The elder Tom originally worked in the warehouse department at the refinery. In the height of the Great Depression, Humble began to lay off its unmarried men, then those who had only one child. Fortunately, the Kinards' second child, Naomi Ruth (the publisher's mother), was born just weeks before Tom would have been laid off. As it was, he was demoted to the labor gang where, in his mid-forties, his strength and stamina were challenged daily.
By this time, the Kinards had acquired property in nearby Highlands, where an Assembly of God was just getting started. In those days, few landowners would knowingly sell land to a "holy roller" church. So Tom and Ceycle donated a lot for the new church building. When the opportunity arose, Tom founded his first pastorate in the rural community of Simmons Bottom, over 30 miles north. During World War II, when preachers were scarce, Tom and Ceycle held services in three different locations, each 20 or more miles apart. Meanwhile, Tom continued to work full-time.
The saints sat around Tom's bedroom in prayer for a long time. In time, the Spirit of God settled sweetly and heavily upon the room, and He began to move. Tom's body began to quiver with the power of God. Though still ravaged by the disease, he knew he had been healed, and gradually recovered to full health.
In 1954, Tom Kinard was sought out by church friends from the Baytown area to come found a church in nearby Crosby. They returned to Texas and built the original church building (which the publisher knew as a boy). Tom did much of the construction himself.
About 1960, the Kinards bought a small farm back in Tom's native Polk County, where they again "retired." They worked hard to maintain the large garden where they grew the vegetables they both loved.

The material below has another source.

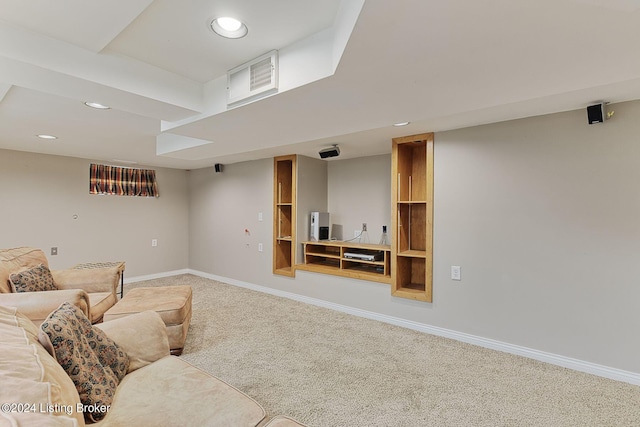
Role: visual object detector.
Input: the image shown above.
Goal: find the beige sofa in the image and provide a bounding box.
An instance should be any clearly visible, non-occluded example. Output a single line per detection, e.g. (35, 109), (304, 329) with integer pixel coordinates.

They attended the Assembly of God at the Indian Reservation, where Ceycle stayed very busy teaching Sunday school and other activities.
Ceycle Kinard, not one to sit around, spent most of the next decade nursing several other bedfast gentlemen, relieving part of the burden from their wives. She made numerous quilts, afgans, and other items, which she gave to friends and family, or sold. Though unable to attend church regularly, she remained an avid student of Scripture. She spent her last few years remarried to an old family friend, who had also been widowed. But before she died, she was able to attend the seminary graduation of her grandson, Paul.